Optimization of laser energy density and scanning strategy on the forming quality of 24CrNiMo low alloy steel manufactured by SLM

Abstract

Selective laser melting (SLM) is among the best technologies to realize near-net forming of metal parts. The process involves the matching of various process parameters to achieve the full density of the products. This study was dedicated to understanding the influence of laser energy density and various scanning strategies on the formability of the SLM-fabricated 24CrNiMo specimens, which were characterized in terms of densification, surface quality and microstructure.
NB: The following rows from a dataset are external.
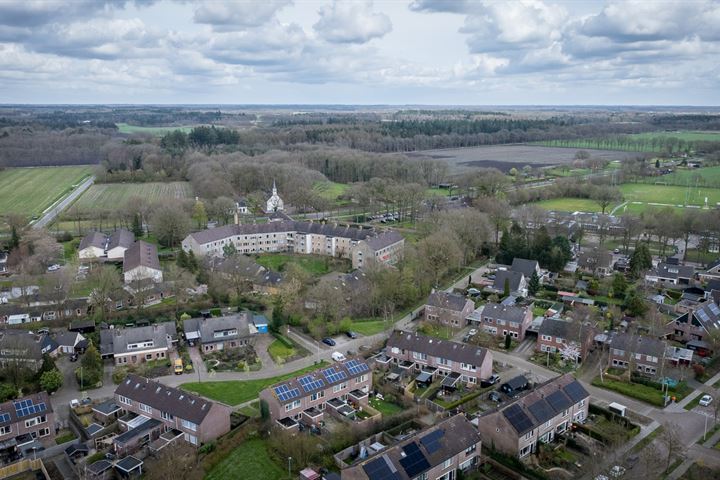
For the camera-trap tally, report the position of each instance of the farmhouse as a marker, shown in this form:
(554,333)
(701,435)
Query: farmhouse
(448,308)
(153,409)
(141,263)
(436,452)
(308,397)
(518,427)
(458,361)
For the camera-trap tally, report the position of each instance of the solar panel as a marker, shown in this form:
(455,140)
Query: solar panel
(558,401)
(431,441)
(541,411)
(414,461)
(575,391)
(518,419)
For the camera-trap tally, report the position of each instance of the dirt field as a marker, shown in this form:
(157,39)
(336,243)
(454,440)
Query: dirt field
(505,157)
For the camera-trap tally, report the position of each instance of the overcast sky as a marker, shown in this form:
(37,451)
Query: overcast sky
(470,52)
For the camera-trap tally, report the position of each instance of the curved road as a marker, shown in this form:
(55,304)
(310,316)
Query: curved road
(55,210)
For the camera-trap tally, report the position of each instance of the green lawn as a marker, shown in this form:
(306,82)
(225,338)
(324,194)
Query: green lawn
(235,392)
(157,131)
(250,459)
(29,191)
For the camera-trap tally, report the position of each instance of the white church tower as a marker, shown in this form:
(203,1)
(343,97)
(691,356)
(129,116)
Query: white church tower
(275,203)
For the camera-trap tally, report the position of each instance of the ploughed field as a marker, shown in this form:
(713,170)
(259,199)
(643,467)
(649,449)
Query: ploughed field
(505,157)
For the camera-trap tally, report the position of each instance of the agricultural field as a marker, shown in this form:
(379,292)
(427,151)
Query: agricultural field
(29,191)
(156,131)
(505,157)
(113,196)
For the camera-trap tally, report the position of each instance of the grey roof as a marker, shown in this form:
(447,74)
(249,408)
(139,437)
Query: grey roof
(121,238)
(418,453)
(515,279)
(141,254)
(115,341)
(208,326)
(524,266)
(446,300)
(510,313)
(179,403)
(93,239)
(456,352)
(637,344)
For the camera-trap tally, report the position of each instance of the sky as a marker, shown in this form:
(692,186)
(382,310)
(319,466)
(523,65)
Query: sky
(433,52)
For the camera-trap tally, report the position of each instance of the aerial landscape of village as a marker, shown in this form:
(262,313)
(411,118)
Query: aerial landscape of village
(357,240)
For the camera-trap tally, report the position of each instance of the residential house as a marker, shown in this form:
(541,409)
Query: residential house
(501,320)
(645,354)
(219,333)
(462,362)
(25,420)
(667,273)
(307,397)
(118,243)
(556,335)
(198,420)
(436,453)
(92,246)
(138,344)
(141,263)
(448,309)
(516,282)
(538,416)
(695,324)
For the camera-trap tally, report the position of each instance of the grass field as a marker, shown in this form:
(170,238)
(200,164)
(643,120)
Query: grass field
(250,459)
(113,196)
(235,392)
(157,131)
(29,191)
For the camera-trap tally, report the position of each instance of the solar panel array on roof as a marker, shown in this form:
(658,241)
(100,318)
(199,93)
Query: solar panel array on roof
(518,419)
(414,462)
(575,391)
(285,393)
(431,441)
(309,383)
(558,401)
(541,411)
(380,469)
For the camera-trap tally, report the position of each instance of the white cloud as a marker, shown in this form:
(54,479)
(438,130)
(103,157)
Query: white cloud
(351,22)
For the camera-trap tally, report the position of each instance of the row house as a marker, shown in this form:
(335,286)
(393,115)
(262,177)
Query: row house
(459,361)
(643,354)
(501,320)
(450,309)
(305,398)
(555,335)
(219,333)
(154,411)
(516,428)
(24,421)
(436,453)
(138,344)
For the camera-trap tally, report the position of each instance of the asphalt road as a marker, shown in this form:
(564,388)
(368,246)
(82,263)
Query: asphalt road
(50,215)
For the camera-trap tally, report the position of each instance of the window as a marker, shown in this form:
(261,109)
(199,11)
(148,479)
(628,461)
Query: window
(191,426)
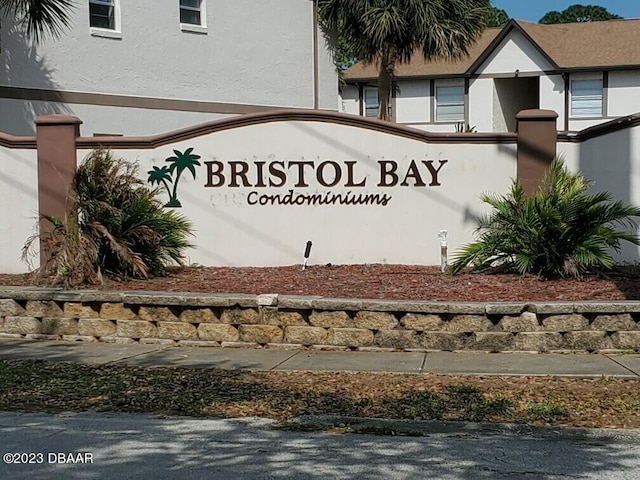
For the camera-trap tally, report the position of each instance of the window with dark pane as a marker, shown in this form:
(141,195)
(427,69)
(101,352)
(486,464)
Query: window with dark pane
(101,14)
(190,12)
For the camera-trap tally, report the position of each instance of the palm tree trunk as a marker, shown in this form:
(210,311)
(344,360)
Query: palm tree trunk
(385,81)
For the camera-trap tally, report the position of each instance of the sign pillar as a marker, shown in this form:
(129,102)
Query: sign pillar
(56,143)
(537,138)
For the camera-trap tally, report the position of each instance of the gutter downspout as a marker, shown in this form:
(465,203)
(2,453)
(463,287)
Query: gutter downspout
(315,55)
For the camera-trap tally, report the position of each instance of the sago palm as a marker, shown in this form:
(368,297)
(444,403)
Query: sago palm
(39,17)
(560,231)
(388,32)
(116,225)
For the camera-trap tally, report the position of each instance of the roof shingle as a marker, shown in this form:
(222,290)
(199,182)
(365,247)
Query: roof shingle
(570,45)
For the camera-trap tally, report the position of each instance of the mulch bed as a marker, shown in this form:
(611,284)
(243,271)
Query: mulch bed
(394,282)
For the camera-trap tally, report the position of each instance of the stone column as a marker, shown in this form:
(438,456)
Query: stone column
(56,143)
(537,137)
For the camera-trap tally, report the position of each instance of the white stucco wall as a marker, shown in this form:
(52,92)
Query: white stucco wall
(257,53)
(413,103)
(19,211)
(481,104)
(232,232)
(552,96)
(611,161)
(624,93)
(350,100)
(514,53)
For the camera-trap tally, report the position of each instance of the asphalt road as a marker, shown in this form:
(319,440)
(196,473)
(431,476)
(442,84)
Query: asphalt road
(137,446)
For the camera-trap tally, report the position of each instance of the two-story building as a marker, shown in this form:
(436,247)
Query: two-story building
(588,73)
(144,67)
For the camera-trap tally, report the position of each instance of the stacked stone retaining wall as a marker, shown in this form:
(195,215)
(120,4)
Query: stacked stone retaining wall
(236,320)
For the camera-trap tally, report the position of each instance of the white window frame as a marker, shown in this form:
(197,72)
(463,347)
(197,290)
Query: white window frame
(373,106)
(438,84)
(191,27)
(574,99)
(114,32)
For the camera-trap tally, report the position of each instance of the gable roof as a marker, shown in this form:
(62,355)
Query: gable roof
(567,46)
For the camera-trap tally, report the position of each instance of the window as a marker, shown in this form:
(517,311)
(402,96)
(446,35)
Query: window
(102,14)
(449,102)
(191,12)
(586,97)
(371,104)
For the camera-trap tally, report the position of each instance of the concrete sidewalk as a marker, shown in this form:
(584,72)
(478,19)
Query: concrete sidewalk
(517,364)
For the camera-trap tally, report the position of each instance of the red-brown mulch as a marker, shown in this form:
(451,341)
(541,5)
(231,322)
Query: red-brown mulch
(395,282)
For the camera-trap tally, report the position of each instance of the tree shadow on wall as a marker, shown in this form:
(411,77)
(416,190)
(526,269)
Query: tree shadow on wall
(21,66)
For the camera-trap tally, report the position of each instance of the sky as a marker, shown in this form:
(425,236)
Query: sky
(534,10)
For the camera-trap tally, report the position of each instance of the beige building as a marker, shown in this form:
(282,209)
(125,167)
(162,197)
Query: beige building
(589,73)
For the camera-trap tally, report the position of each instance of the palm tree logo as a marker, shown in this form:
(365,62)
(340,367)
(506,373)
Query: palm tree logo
(164,175)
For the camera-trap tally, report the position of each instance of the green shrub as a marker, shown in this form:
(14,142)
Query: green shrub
(559,231)
(115,225)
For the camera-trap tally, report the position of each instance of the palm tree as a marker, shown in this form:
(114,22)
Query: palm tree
(179,163)
(388,32)
(562,230)
(39,17)
(161,175)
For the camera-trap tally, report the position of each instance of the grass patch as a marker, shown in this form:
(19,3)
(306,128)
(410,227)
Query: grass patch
(546,411)
(27,385)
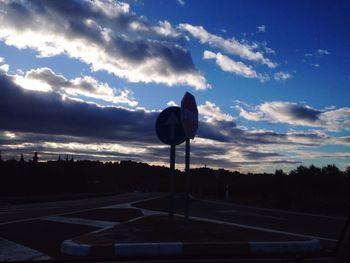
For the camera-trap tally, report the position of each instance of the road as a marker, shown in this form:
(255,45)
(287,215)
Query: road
(36,231)
(323,227)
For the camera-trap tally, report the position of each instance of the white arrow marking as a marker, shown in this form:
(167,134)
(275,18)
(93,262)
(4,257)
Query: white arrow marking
(172,122)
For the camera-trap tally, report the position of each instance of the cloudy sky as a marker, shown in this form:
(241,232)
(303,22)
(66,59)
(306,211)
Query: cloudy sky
(89,78)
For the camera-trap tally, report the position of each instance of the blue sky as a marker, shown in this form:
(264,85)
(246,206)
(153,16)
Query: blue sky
(271,79)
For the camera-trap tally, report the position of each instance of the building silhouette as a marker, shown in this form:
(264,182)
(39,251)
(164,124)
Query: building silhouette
(35,157)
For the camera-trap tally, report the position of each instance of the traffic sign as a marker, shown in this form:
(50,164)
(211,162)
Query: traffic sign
(169,128)
(189,115)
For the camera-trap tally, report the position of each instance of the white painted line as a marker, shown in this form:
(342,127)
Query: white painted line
(65,213)
(71,248)
(11,251)
(142,249)
(250,214)
(80,221)
(285,246)
(261,228)
(342,218)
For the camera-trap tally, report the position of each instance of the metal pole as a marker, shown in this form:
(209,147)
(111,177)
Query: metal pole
(188,182)
(172,181)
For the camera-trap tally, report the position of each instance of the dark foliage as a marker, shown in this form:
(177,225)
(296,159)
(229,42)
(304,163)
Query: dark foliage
(325,189)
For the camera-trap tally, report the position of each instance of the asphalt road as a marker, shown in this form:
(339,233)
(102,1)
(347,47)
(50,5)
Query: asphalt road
(37,230)
(326,228)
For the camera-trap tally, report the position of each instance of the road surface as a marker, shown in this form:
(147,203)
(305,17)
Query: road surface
(36,231)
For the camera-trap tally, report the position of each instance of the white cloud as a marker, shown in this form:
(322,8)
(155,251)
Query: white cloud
(320,52)
(231,46)
(282,76)
(296,114)
(107,36)
(235,67)
(323,52)
(172,103)
(212,113)
(4,67)
(165,28)
(261,28)
(44,79)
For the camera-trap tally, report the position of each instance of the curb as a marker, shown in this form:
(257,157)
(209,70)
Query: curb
(186,249)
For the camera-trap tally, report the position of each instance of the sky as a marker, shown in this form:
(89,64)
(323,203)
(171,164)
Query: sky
(89,78)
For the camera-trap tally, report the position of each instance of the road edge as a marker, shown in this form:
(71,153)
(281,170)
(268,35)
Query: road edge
(72,248)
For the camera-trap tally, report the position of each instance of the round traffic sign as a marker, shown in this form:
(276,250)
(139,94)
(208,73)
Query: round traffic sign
(189,115)
(169,128)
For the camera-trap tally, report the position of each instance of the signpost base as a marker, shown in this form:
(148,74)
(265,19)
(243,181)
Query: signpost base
(187,179)
(172,182)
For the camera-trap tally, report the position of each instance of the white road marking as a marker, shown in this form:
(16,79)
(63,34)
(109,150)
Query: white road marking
(11,251)
(342,218)
(80,221)
(262,229)
(73,211)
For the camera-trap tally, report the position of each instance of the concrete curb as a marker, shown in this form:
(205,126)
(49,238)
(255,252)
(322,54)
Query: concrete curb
(186,249)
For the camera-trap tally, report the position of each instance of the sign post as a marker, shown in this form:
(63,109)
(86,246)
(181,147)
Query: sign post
(170,131)
(189,119)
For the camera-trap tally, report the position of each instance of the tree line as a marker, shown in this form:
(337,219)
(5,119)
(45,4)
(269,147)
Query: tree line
(325,189)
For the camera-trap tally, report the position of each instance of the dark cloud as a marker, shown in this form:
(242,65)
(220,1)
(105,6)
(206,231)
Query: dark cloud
(41,112)
(303,112)
(105,35)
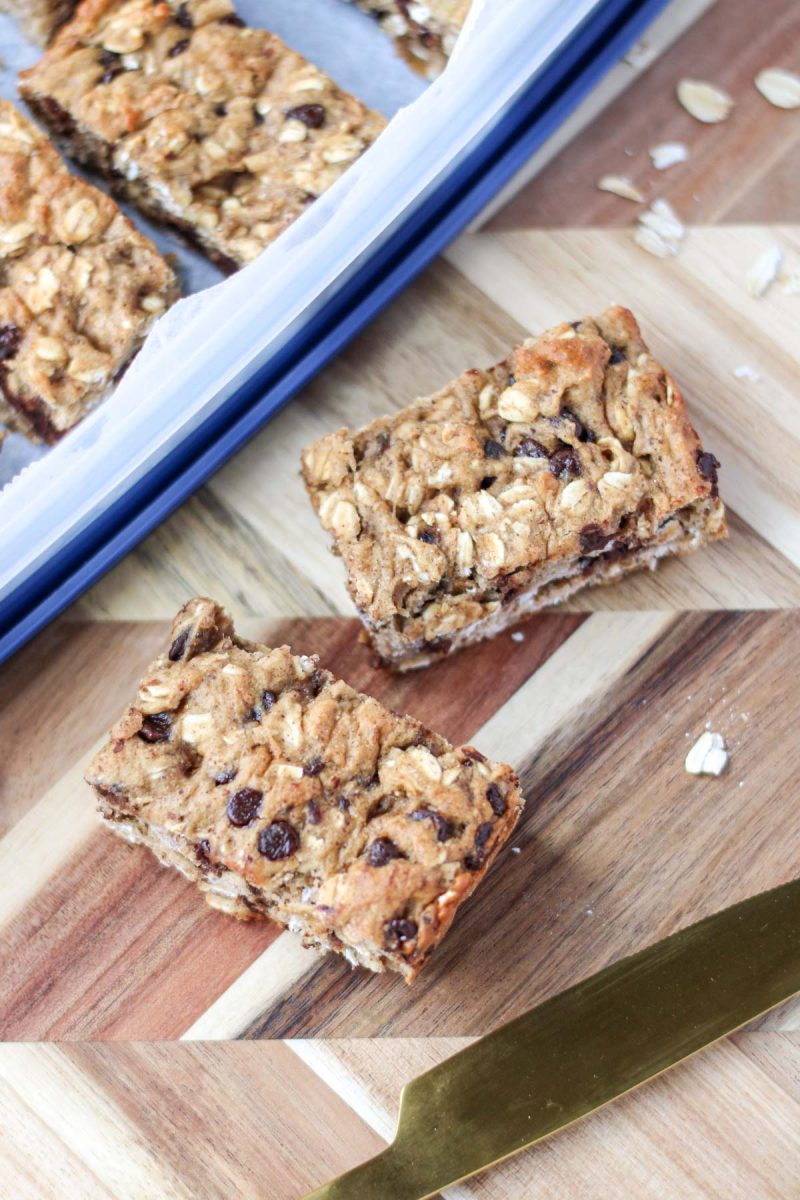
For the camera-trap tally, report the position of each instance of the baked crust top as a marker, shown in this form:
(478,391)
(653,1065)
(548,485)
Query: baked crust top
(228,130)
(361,823)
(578,436)
(79,286)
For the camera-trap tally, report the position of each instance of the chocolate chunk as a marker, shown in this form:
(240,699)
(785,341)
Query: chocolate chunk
(708,467)
(184,17)
(156,727)
(313,115)
(113,65)
(397,931)
(192,641)
(565,463)
(581,431)
(179,646)
(244,807)
(475,861)
(497,799)
(203,852)
(382,851)
(278,840)
(529,448)
(594,537)
(443,827)
(10,339)
(316,683)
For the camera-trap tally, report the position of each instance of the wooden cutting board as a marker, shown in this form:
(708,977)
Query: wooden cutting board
(618,845)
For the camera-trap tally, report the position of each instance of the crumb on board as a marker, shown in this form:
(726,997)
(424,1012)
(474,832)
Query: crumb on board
(708,756)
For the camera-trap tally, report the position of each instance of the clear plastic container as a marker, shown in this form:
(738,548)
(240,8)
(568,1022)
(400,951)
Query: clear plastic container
(210,345)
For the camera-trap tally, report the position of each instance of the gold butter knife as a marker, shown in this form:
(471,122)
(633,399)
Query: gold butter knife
(584,1048)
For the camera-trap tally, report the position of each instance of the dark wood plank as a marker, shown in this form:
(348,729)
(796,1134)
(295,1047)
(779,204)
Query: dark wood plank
(619,845)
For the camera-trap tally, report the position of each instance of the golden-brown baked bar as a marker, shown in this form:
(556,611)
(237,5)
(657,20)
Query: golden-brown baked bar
(214,127)
(425,33)
(79,287)
(571,462)
(40,18)
(283,792)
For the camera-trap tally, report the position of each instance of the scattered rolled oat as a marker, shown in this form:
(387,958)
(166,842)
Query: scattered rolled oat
(764,270)
(620,185)
(654,244)
(780,87)
(662,217)
(704,101)
(708,756)
(660,231)
(668,154)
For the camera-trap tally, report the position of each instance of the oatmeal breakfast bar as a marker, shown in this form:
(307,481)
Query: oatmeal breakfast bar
(571,462)
(283,792)
(204,123)
(40,18)
(425,33)
(79,287)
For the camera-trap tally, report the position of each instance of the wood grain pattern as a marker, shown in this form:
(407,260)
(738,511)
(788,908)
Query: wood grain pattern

Firstly, the experiments focused on the adjustment of laser energy density, which was aimed at determining an optimal parameter for the 24CrNiMo steel with the minimum porosity and optimum microstructure. The experimental results illustrated that the relative density of the specimen was promoted to 99.14% and its surface roughness decreased to 19.002 μm by applying the energy density of 56.00 J/mm3. In addition, the microstructure was mainly composed of lower bainite with high strength, and the irregularly oriented grains ensured the homogeneity of the specimen. Subsequently, the residual stress distribution and warping deformation of the specimens prepared by various scanning strategies were thoroughly analyzed to clarify the most suitable strategy for 24CrNiMo steel. It was observed that the specimen prepared by orthogonal scanning strategy exhibited no obvious defects, relatively stable residual stress distribution and optimal surface quality, which could be regarded as a reference for preparing high-quality 24CrNiMo steel via SLM.